Phenomenological Aspects

As stated above, the characteristic feature of combustion synthesis, as compared to conventional powder metallurgy, is that the process variables, such as combustion wave velocity, U, and temperature, Tc, are strongly related. For example, a small change in Tc may result in a large change in U (see, e.g., Eq 13) and hence the characteristic time of synthesis. The process parameters (e.g., green mixture composition, dilution, initial density, gas pressure, reactant particle characteristics) influence the combustion velocity and the temperature-time profile, and in turn can be used to control the synthesis process.

Based on the analysis of literature data and incorporation of additional details, some general relationships for gasless combustion synthesis of materials from elements have been outlined as shown schematically in Fig. 3. Both characteristic features of the process, U and Tc, have maximum values when the composition of the green mixture corresponds to the most exothermic reaction for a given system (Fig. 3a). In general, U and Tc decrease with increasing initial reactant particle size and with addition of an inert (nonreactive) diluent to the green mixture (Fig. 3b, c), while increasing significantly with increasing initial sample temperature (Fig. 3d). Different trends have been observed when the initial sample density is varied. With increasing P0, the combustion front velocity either increases monotonically or goes through a maximum, while the combustion temperature generally remains constant (Fig. 3e). A decrease in the sample size (e.g., sample diameter, D) does not influence U and Tc when the size is larger than a critical value D*, because heat losses are negligible as compared to heat release from the chemical reaction. Below the critical sample size, both the combustion velocity and temperature decrease due to significant heat losses (Fig. 3f). Many exceptions to the dependencies discussed above have been observed, however, even for the simplest case of gasless combustion synthesis from elements. The combustion wave behavior becomes more complicated in gas-solid and reduction-type reactions.

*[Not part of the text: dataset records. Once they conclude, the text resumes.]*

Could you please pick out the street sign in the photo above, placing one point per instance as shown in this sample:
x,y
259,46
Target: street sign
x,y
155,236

All of these effects are discussed in greater detail in Ref 8, 10, and 12.

Fig. 3 Dependencies of combustion velocity, U, and maximum combustion temperature, Tc, on various combustion synthesis parameters

Within the region of optimal experimental parameters, the combustion wave velocity remains constant and the temperature profile T(t) has the same form at each point of the reaction medium. This regime is called steady propagation of the combustion synthesis wave, or steady SHS process. As the reaction conditions move away from the optimum, where the heat evolution decreases and/or heat losses increase, different types of unsteady propagation regimes have been observed. These include the appearance of an oscillating combustion synthesis regime, where macroscopic oscillations of the combustion velocity and temperature occur. The reaction may also propagate in the form of a hot spot that, for example, may move along a spiral pattern in cylindrical samples, and is called the spin combustion regime of CS. The combustion regime has great importance in the production of materials, because it influences the product microstructure and properties.